QUANTIFICATION AND STATISTICAL ANALYSIS
Statistical analyses and null hypothesis
To assess whether random voltage fluctuations could explain the coherence values between two signals, we defined a null hypothesis whereby one of the signals was randomly shifted in time, thus preserving all its structure except for the synchronous interactions. A permutation test for each bipolar electrode pair was performed by randomly shifting IFP signals in time: V(t) V(t + τ). The time shift τ was chosen uniformly without replacement between 2 minutes and the upper bound set by the length of the recording (Table S1). The time window used for time-shifted coherence was the same window used in the other analysis, that is, 10 s. This permutation procedure was run 10,000 times per bipolar electrode pair. The resulting null distribution was fitted to a t-distribution using the MATLAB fitdist function (The MathWorks, Inc., Natick, MA). A coherence threshold was determined for each bipolar electrode pair by taking the inverse cumulative distribution function of the fitted t-distribution, using the MATLAB icdf function. The p value used for icdf was corrected for multiple hypotheses testing by controlling the family-wise error rate (FWER = 0.05). Coherence values above this threshold were marked as significant interactions (Figures 2B and 2C). Further constraints were imposed by the temporal consistency and between-subject consistency, described next. In the total of 124,865 bipolar electrode pairs, the resulting coherence thresholds had a median of 0.22 ± 0.18 (broadband), 0.42 ± 0.19 (theta band), 0.25 ± 0.30 (alpha band), 0.28 ± 0.26 (beta band), and 0.15 ± 0.16 (gamma band).
Temporal consistency
Coherence values were computed for every segment of size T over the entire dataset (Table S1).

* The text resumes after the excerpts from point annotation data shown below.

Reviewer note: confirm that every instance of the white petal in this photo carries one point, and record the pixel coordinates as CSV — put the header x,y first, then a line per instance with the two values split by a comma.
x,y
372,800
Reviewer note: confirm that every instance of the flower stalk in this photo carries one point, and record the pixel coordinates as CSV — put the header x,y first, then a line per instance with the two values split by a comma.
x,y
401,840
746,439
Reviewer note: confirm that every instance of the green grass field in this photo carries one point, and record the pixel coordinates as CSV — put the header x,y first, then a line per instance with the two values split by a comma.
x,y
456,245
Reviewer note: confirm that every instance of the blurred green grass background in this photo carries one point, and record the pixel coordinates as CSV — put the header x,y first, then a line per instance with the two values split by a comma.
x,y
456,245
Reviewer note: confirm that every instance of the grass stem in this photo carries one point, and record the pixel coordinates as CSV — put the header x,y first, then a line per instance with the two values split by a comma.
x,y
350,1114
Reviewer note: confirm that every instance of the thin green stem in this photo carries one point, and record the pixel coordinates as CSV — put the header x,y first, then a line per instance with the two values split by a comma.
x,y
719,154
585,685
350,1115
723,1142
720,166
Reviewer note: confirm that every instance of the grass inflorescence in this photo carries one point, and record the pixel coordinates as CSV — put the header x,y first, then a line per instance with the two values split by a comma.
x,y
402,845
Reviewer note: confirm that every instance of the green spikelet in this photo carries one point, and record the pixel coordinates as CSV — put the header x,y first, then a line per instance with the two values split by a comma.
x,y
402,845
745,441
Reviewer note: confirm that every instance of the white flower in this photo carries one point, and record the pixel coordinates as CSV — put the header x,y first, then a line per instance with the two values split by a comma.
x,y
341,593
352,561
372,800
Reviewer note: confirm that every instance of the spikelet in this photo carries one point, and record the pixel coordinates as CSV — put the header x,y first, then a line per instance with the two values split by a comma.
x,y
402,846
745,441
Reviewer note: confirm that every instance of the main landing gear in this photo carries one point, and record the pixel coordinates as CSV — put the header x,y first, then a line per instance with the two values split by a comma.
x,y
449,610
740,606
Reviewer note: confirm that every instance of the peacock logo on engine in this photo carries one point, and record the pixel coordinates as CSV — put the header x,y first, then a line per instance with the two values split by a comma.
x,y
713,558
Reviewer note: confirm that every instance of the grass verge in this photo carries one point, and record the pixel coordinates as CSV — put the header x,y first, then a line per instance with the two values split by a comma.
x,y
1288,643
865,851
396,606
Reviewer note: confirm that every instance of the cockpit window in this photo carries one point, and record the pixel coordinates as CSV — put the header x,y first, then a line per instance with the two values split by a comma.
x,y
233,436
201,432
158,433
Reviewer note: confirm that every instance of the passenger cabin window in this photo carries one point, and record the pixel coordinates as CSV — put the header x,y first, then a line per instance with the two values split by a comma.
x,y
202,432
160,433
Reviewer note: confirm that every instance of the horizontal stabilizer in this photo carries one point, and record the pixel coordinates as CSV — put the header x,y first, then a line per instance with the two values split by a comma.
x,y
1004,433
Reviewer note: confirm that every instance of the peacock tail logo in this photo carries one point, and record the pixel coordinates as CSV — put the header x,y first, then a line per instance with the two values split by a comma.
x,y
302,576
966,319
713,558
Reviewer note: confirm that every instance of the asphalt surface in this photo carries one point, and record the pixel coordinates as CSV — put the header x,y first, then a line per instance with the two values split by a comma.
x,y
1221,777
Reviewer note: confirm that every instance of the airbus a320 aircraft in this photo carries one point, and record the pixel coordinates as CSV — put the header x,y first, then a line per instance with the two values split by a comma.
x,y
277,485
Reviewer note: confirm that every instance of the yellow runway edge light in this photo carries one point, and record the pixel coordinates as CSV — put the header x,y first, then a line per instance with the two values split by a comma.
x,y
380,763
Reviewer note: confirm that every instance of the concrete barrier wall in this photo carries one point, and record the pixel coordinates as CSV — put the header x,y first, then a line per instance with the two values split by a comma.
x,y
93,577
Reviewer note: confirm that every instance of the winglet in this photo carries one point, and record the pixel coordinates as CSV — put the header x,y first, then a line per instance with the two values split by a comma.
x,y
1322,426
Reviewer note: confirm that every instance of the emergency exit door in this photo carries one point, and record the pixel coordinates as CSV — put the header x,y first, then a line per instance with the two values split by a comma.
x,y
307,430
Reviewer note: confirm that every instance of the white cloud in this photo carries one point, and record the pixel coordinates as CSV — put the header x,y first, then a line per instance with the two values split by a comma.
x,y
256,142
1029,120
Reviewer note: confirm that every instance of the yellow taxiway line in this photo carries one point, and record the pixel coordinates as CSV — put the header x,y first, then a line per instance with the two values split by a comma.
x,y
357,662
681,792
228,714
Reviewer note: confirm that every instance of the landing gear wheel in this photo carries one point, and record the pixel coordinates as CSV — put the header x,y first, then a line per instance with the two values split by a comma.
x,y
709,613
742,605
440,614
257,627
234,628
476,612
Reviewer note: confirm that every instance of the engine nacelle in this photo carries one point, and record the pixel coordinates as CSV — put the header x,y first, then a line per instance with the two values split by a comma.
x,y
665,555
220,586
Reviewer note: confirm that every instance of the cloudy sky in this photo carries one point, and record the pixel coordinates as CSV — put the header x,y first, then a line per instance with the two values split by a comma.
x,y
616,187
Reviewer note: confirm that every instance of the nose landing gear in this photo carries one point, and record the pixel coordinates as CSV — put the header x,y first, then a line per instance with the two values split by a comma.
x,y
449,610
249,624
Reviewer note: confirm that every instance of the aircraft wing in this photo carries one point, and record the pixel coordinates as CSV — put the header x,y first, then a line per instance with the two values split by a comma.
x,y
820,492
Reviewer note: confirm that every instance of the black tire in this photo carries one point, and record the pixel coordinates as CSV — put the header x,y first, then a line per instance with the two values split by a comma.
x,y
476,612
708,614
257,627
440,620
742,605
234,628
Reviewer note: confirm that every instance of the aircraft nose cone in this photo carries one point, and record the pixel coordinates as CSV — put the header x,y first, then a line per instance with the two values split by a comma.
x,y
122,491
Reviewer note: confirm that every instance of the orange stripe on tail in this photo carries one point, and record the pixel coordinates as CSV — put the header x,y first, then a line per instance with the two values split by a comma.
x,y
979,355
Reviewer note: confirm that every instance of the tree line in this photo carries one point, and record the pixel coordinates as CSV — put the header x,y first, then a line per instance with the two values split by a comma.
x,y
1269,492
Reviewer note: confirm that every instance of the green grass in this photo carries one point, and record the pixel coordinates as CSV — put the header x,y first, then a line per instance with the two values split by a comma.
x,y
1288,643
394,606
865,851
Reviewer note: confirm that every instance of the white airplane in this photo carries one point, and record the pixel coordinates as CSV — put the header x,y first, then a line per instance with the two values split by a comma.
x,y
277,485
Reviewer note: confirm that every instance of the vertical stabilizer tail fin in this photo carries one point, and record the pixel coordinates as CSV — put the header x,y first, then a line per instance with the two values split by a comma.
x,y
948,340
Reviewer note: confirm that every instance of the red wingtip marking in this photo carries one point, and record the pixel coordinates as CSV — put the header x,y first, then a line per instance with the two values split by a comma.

For each pair of bipolar electrodes, given the number of segments where coherence was above the significance threshold, n, and the total number of segments, N, we defined the temporal consistency as n/N. The coherence between two electrodes was defined to be consistent over time if the temporal consistency was above 5%. This threshold was well above (i.e., more conservative), than the one obtained by considering a Bonferroni-corrected binomial distribution based on each time segment. In a simulated dataset of coherence values generated by randomly sampling from the fitted null distribution, only 1 bipolar electrode pair was temporally consistent out of 124,865 bipolar electrode pairs across the 48 subjects. Thus, the method was confirmed to be robust at controlling the Type-I error rate.To summarize the interactions occurring through time for each bipolar electrode pair, we defined the time-averaged coherence value to be the average coherence of those n segments where coherence was above the significance threshold (Figures 2B and 2C). The exclusion of coherence values below the threshold ensured a high-quality metric at the cost of potentially missing weak interactions with low coherence magnitudes.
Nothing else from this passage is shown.